Sophie woke to the smell of roses. Again.
The same scent of the rose that her 'Lion' had given to her. He'd thrown his True Love a rose, a rose for their own unique Ever After. Or so she'd thought.
But it was all a Lie. More a Lie than what Sophie had thought she'd had with Rafal or Tedros.
Sophie inhaled sharply, wincing at the thought of how things had been only a day ago. Agatha and Tedros, king and queen, her best friends, at her side, her prince who loved her for who she really was holding her, as she, Dean Sophie, completed her quest and proved herself worthy of Lady Lesso's successor. Just a day ago.
Sophie sat up, desperately determined to find a distraction, any at all from the whirlwind of horror inside. She had been dragged, by those awful pirates, to the queen's quarters. Agatha's quarters. Sophie had refused, but she was kicked in the bottom and thrown onto the bed, as Thiago and Wesley laughed jeeringly.
"Don't know why the king even likes this prissy, stupid Dean," Thiagoo muttered, as he tossed a key lazily to the other side of the room.
"Has a weakness for pretty girls, like all the best," Wesley sniggered. "Even Rafal."
"Can't understand them, myself. Lovesick for this."
With a few last howls, the pirates left her to her terror, anger and guilt.
Sophie winced again as she surveyed her surroundings for the umpteenth time. Agatha should be staying here, she thought, thinking of her best friend, Agatha, kind, Good, sarcastic Agatha. Who was a thousand times a queen than Sophie would be even if she tried her hardest.
But now she was meant to marry a 'king' she doubted, no longer trusted and who she'd discovered was a mass murderer of Good and Evil.
Sophie closed her eyes and fell back onto Agatha's bed. And she let herself cry.
She let the sobs rack through her body, let the tears fall onto the slightly dusty duvet. She hadn't cried for years. Not really cried. Not like this. Not since she thought she'd been abandoned by Agatha, when Evelyn Sader's tricks stripped her of all the good emotions in her, emptied her of her will to live.

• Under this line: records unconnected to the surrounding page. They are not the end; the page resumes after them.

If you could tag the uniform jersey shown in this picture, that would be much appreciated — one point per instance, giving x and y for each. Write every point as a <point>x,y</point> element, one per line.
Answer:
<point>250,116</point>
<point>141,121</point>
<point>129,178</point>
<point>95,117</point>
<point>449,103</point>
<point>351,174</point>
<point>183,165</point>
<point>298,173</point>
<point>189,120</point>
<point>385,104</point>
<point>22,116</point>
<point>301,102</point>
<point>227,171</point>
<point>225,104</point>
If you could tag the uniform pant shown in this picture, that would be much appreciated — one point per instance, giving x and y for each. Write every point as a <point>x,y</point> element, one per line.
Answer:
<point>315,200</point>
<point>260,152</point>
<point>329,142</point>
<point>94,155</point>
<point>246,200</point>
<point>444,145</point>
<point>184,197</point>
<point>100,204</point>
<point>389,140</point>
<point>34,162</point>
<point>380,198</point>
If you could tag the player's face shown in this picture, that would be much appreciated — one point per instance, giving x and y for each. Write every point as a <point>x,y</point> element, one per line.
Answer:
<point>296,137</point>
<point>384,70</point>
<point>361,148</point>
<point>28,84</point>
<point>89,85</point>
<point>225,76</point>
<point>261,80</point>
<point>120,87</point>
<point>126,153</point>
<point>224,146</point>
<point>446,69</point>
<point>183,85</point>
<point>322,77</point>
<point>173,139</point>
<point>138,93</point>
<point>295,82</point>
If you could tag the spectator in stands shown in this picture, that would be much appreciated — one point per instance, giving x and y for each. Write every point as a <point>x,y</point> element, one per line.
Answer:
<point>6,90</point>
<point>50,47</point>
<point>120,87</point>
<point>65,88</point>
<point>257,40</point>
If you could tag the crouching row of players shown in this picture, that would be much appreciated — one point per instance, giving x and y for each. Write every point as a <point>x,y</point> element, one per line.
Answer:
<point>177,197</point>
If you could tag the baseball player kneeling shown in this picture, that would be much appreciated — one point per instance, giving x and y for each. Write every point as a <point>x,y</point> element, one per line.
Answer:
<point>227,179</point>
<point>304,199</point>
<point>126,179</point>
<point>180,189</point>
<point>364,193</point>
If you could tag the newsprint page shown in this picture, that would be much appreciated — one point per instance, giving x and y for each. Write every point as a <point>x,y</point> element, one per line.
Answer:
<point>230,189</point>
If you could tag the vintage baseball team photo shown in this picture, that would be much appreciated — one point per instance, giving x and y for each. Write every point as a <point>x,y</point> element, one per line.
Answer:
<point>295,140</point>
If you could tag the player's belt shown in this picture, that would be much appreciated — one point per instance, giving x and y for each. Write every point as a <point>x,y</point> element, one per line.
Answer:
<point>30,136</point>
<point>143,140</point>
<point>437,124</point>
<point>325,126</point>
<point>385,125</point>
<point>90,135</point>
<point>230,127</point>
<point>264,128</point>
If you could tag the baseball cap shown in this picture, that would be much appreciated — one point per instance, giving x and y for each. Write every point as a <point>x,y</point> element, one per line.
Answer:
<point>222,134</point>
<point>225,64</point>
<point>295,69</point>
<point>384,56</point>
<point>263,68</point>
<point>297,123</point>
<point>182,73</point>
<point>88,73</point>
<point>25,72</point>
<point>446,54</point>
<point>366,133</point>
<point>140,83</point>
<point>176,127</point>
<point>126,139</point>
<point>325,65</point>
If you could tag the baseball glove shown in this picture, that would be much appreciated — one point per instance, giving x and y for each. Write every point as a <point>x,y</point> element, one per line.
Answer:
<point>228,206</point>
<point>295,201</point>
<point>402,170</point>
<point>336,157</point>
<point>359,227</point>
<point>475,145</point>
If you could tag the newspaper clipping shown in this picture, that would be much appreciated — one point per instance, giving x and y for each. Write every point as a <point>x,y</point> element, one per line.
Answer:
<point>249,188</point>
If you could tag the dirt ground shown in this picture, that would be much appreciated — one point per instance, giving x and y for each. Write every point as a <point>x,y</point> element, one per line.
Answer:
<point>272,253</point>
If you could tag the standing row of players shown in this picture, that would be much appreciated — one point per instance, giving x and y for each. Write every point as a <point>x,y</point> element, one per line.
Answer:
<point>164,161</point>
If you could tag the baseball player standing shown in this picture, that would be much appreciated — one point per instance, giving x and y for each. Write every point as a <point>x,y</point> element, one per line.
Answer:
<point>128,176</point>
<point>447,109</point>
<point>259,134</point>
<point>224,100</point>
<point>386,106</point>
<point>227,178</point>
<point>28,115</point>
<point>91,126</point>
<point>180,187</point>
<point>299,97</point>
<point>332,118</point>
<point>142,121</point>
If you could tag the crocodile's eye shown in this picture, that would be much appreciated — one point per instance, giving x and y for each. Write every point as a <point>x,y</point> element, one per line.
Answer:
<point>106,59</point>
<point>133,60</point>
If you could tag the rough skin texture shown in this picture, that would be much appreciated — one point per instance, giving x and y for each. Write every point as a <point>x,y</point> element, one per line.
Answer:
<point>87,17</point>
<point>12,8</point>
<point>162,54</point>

That was the last time she'd felt so vulnerable and shocked and confused. The last time she'd felt as if every single thing in the world was wrong.
And now it was.
Sophie had said yes. To the Snake's proposal. She'd thought she was saying yes to her True Love, to a Lion. But now, like before, she'd been tricked into a "happy ending" that she never wanted in the first place, one that didn't feel happy at all.
She wiped a hand across her soaked cheeks and blinked at Agatha's chambers. The cracked walls, half broken chandelier that looked like it was going to collapse at any moment now, the neglection, the idea that this was Camelot. Agatha had been right.
"Royal from afar, rotten when you look closer."
"I'll fix it better than Tedros did," Sophie had heard Rhian say to the Wood's jubilant leaders. "I'll do a king's jobs. I am King Arthur's son. I will make Camelot, and, in doing so, the Woods, great again."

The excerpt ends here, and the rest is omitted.